Oft sind es computeranimierte Kreationen wie ein tanzender bunter Wald aus vermeintlicher Knetmasse ("Floret silva nobilis") oder einfach nur ziehende Wolken am Himmel oder eine kurze S-Bahn-Fahrt, die die Phantasie des Betrachters wecken - und ihn immer wieder ziemlich stark fordern. Denn der versucht, ihm bisher unbekannte Bilder mit einem unverständlichen Text und einer unüberhörbaren Musik unter einen Hut zu bringen und Bezüge zu suchen, die mitunter gar nicht da sind. Den Text mitlesen geht nicht, denn es ist zu dunkel, und wer in den Text schaut, schaut nicht auf die Bilder. Und einfach nur die optischen und akustischen Eindrücke auf sich wirken zu lassen, das schafft nicht jeder.

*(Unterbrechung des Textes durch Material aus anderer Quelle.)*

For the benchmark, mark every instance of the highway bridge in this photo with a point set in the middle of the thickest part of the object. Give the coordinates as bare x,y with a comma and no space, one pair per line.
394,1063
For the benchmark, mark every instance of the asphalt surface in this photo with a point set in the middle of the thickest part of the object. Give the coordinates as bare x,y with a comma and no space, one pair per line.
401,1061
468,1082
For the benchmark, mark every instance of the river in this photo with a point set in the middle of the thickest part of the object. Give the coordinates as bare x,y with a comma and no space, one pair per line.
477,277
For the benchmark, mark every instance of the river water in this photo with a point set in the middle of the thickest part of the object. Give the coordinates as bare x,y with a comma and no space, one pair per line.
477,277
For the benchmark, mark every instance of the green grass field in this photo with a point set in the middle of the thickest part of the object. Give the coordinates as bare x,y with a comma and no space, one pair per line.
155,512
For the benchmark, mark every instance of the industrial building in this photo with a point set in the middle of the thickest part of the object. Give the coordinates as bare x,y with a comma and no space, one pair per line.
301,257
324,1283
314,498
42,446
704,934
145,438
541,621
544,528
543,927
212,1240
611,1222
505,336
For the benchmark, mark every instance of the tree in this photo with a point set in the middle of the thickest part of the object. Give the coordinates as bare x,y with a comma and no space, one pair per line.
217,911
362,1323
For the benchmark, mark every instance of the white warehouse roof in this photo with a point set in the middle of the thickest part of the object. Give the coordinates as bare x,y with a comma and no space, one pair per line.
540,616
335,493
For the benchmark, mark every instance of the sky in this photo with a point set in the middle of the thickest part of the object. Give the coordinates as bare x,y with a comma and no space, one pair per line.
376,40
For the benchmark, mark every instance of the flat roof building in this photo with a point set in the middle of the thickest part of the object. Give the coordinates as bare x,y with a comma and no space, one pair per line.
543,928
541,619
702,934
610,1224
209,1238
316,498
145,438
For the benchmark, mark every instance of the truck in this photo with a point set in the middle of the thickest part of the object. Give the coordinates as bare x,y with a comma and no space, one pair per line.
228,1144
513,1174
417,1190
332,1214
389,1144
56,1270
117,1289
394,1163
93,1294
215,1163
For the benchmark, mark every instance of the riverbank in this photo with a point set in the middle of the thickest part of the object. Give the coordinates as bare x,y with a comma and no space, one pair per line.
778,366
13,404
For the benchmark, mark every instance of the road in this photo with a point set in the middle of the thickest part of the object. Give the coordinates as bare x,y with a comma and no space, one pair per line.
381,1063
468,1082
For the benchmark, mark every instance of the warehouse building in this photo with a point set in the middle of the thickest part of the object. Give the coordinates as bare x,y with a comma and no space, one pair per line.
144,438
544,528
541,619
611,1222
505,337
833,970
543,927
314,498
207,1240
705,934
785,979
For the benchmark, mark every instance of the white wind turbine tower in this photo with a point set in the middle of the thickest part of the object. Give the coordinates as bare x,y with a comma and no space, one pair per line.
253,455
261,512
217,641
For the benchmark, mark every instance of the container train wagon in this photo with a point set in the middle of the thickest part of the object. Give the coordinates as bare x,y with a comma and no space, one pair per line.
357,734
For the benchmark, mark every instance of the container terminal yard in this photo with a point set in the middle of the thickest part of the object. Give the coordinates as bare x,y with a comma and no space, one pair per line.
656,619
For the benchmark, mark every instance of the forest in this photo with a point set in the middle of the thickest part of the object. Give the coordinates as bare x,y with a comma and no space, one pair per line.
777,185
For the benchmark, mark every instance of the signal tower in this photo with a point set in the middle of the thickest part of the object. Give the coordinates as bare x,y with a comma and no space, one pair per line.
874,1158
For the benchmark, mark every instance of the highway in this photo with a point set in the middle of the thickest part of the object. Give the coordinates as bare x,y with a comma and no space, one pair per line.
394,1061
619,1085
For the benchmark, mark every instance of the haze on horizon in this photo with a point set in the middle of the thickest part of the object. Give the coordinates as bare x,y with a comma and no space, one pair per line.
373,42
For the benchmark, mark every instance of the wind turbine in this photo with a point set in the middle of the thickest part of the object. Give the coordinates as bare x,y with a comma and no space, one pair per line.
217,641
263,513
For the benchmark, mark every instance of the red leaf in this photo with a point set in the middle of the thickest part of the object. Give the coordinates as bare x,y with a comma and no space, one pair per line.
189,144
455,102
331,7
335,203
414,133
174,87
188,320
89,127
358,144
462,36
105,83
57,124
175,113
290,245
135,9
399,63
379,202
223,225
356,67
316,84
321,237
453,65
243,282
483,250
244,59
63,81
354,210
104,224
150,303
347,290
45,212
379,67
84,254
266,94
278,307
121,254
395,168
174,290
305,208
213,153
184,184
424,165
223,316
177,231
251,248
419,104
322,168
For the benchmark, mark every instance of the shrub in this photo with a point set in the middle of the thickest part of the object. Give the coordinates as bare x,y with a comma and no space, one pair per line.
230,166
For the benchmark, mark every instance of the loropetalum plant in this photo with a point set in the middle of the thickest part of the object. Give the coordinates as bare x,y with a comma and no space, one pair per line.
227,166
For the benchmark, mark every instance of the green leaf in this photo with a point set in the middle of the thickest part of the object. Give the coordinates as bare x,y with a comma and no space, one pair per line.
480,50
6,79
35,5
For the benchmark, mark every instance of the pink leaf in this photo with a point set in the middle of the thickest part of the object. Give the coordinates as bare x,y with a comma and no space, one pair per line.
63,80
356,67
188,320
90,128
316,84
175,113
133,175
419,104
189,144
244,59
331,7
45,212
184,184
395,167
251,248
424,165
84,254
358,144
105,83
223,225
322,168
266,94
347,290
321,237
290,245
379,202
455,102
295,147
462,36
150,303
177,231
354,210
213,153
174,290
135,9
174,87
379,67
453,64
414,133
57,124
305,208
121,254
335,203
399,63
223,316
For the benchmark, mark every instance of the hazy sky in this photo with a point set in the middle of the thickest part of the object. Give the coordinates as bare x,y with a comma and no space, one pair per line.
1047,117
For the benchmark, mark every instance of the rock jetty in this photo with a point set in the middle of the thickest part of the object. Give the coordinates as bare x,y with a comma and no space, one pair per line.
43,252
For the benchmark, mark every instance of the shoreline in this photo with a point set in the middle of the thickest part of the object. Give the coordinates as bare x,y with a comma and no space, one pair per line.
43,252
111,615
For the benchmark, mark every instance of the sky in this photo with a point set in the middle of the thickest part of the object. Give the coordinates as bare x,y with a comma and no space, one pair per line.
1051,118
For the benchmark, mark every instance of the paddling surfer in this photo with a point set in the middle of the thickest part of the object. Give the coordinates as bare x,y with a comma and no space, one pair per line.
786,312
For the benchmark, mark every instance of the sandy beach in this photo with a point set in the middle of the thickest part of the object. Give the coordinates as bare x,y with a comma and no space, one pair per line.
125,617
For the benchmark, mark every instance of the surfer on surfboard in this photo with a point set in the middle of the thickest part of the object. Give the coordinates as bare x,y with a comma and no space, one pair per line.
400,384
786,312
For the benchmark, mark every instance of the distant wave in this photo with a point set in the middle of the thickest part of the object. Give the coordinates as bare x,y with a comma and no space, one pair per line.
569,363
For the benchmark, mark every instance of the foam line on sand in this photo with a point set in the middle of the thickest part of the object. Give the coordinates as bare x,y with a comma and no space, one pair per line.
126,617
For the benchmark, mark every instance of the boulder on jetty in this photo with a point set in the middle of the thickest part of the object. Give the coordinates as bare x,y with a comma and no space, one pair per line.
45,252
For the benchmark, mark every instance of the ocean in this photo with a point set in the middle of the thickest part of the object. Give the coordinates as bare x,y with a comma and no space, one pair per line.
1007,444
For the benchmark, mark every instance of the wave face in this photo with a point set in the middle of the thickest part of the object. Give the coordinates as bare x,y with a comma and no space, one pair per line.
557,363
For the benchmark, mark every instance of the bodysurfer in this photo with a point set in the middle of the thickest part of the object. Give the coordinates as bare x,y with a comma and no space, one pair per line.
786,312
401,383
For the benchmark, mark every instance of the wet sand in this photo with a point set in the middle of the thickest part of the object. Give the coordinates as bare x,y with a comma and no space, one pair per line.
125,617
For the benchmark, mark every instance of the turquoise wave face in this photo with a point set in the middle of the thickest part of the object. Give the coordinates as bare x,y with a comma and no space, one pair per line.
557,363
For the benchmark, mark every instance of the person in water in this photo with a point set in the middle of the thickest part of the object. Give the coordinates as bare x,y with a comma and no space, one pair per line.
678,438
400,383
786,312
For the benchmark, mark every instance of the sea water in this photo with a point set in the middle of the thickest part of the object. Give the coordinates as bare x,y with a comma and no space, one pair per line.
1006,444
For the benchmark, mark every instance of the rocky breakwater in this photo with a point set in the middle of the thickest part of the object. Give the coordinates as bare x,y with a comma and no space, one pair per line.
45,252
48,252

Was man hier sehen und hören konnte, ist mit einem Mal nicht zu erledigen. Das ist ein Werk, bei dem man mit jedem neuen Hören und Sehen mehr entdecken könnte und das so den Eindruck der Beliebigkeit allmählich verlieren würde. Vielleicht hat die Carl-Orff-Gesellschaft in München ein Einsehen und produziert davon eine DVD. Vielleicht lässt sich die Aufführung aber auch irgendwann einmal in der ursprünglich geplanten Version wiederholen. Denn dem Kissinger Sommer steht ein derartiges Experiment wirklich gut zu Gesicht.